A few days ago I wrote:
I just discovered the county’s tax records say it was built in 1860, which given what I know of the property’s history seems to me to make more sense than the 1830s, but as far as I know either or neither could be correct.
Since then I’ve been back through the research I did in 2003, and it’s reminded me there’s evidence this house existed as early as 1852. There’s a map of Onondaga County, showing two houses close together on this section of road, and there’s an 1860 map showing the same two houses, the one on the north labelled “J. F. Wylie” (maybe it’s “J. P.”) and the one on the south labelled “M. R. Bronson.” The deeds show in 1860 the property north of the present pipeline — which is where our house is — belonged to Amgenett Bronson Wylie, wife of [J.?] Pinckney Wylie and sister of Marcus Bronson, owner of the land south of the pipeline.

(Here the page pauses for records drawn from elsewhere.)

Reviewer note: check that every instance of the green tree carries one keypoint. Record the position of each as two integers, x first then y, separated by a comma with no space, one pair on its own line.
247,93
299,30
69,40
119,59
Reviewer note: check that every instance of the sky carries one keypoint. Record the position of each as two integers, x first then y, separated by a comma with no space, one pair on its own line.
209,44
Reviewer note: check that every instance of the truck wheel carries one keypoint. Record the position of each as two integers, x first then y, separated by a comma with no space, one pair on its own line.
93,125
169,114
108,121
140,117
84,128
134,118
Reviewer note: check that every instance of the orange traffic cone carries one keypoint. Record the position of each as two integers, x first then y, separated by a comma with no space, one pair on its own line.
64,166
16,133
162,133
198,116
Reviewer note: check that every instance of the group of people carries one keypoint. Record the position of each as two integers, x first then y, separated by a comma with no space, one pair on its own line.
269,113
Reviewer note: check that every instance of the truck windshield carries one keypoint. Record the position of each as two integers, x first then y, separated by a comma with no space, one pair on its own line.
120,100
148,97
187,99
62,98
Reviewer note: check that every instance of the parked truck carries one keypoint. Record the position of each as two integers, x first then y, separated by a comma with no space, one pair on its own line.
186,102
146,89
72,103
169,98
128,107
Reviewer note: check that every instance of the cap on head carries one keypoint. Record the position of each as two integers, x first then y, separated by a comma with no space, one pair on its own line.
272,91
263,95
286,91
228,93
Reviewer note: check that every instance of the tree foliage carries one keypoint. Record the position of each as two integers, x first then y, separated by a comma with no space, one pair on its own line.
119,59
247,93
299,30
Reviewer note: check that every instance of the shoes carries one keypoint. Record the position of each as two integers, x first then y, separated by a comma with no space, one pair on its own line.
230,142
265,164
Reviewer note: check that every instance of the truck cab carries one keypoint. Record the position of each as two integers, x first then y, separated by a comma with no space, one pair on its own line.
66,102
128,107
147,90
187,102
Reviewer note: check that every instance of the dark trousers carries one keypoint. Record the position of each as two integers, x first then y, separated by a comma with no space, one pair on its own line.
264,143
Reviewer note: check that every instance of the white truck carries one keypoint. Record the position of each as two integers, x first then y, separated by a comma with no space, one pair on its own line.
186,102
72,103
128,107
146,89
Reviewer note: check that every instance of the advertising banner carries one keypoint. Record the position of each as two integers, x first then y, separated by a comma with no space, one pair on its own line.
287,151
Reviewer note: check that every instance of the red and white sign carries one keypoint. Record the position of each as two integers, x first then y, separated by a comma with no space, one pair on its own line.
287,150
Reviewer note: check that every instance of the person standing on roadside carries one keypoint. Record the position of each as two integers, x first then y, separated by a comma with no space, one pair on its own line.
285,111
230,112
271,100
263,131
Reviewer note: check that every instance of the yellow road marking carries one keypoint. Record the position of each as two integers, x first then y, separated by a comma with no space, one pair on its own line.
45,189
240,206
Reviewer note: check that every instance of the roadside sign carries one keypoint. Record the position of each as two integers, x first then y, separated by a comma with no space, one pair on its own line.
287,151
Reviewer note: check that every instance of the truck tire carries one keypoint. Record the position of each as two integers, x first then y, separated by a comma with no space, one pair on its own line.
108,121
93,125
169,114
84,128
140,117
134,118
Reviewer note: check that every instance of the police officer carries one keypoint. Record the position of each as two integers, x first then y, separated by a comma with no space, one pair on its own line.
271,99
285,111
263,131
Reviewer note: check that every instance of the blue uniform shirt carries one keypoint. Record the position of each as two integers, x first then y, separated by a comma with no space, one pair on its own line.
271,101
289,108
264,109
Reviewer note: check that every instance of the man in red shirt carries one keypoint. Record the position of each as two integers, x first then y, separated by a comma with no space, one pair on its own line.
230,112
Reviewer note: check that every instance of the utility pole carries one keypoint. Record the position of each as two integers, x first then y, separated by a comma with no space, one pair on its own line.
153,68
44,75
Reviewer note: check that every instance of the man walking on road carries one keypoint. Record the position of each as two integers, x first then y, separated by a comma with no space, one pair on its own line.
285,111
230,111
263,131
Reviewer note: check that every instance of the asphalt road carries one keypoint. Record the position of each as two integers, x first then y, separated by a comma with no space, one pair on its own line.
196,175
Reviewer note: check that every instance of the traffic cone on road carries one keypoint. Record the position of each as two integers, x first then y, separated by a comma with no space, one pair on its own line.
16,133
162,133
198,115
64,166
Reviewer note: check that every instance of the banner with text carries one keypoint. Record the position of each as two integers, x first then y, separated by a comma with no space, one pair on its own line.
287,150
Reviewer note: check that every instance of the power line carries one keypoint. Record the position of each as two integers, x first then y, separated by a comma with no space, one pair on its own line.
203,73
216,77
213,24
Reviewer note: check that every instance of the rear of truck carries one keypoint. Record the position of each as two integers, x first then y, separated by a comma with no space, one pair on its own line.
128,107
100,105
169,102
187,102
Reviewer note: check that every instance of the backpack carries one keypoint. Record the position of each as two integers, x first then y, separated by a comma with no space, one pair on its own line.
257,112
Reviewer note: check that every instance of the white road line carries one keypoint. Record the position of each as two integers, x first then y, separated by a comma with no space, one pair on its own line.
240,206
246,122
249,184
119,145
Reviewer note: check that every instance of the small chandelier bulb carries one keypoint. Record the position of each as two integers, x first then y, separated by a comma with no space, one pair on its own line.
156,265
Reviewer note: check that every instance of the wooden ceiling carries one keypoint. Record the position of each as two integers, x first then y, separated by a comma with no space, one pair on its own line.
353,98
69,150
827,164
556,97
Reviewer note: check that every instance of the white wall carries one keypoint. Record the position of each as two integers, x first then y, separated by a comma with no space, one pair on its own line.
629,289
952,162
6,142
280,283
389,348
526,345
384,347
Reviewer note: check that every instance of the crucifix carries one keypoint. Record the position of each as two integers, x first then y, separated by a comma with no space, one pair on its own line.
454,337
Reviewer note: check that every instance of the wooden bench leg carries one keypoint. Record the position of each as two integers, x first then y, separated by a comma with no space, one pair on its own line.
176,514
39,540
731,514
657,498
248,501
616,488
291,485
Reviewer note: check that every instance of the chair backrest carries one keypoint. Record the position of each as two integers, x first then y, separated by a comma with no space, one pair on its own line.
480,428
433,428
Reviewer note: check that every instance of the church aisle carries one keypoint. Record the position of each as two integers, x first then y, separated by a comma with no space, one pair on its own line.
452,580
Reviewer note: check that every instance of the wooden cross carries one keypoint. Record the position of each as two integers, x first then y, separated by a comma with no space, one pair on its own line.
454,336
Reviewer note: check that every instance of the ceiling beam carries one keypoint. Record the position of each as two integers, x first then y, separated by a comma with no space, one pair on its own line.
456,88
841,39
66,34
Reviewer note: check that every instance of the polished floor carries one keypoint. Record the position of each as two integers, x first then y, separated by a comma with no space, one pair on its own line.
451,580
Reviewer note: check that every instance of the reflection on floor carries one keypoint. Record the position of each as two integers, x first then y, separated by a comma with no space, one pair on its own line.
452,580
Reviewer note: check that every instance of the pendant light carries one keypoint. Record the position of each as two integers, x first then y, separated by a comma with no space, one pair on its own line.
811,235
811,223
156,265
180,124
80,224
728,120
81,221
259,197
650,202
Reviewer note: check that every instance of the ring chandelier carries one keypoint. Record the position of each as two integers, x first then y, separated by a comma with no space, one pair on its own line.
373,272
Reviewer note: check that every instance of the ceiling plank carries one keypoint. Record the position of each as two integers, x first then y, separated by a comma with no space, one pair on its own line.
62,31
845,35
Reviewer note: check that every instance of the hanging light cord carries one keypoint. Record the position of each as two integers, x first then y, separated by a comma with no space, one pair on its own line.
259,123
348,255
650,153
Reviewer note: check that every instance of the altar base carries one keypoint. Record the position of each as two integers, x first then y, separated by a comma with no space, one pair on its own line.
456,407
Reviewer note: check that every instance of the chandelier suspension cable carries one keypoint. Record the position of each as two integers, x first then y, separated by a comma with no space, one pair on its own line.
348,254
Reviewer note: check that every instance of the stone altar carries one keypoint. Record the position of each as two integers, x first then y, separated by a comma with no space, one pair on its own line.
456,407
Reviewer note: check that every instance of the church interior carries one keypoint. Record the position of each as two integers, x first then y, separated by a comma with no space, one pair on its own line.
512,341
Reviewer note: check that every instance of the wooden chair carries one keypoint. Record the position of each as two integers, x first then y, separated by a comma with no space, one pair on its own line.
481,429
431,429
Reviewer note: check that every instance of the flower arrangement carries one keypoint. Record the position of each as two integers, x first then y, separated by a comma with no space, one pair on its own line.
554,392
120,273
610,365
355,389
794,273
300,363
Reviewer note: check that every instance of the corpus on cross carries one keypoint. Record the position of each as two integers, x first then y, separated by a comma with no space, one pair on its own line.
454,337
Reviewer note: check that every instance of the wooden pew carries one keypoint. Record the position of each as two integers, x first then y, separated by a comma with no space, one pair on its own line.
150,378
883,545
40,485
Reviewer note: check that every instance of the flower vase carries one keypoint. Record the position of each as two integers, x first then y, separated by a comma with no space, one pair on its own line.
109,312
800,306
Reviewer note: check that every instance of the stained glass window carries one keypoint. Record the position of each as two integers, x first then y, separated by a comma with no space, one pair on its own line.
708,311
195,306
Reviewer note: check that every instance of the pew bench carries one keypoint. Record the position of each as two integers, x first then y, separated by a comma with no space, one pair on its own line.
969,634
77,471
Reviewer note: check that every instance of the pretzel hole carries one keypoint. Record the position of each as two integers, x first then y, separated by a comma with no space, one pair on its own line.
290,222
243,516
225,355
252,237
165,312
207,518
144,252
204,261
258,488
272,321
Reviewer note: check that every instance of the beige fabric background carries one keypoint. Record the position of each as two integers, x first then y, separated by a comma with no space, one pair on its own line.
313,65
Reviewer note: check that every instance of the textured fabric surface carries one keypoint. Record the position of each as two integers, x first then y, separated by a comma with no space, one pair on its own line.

The 1852 map labels the north house “S. Bronson” and doesn’t label the south house. Presumably “S. Bronson” refers to Samuel Bronson, who however died in 1850 leaving his land divided between his grandson Marcus, his son Malvin, and his widow Phebe (who herself died in 1859, at which point her property was divided between Marcus and Amgenett). So it appears Samuel, who had owned part of the property by 1805 and all of it by 1820, was living in our house — or one in about the same location — at the time of his death.
Both houses also appear on an 1874 map, both labelled “M. Bronson” (Amgenett having sold her share to Marcus in 1861). The south house no longer exists, did not exist in 1955 according to a topographic map I’ve seen, and apparently did not exist, not even a foundation, at the time Heather’s grandfather bought the property in 1946.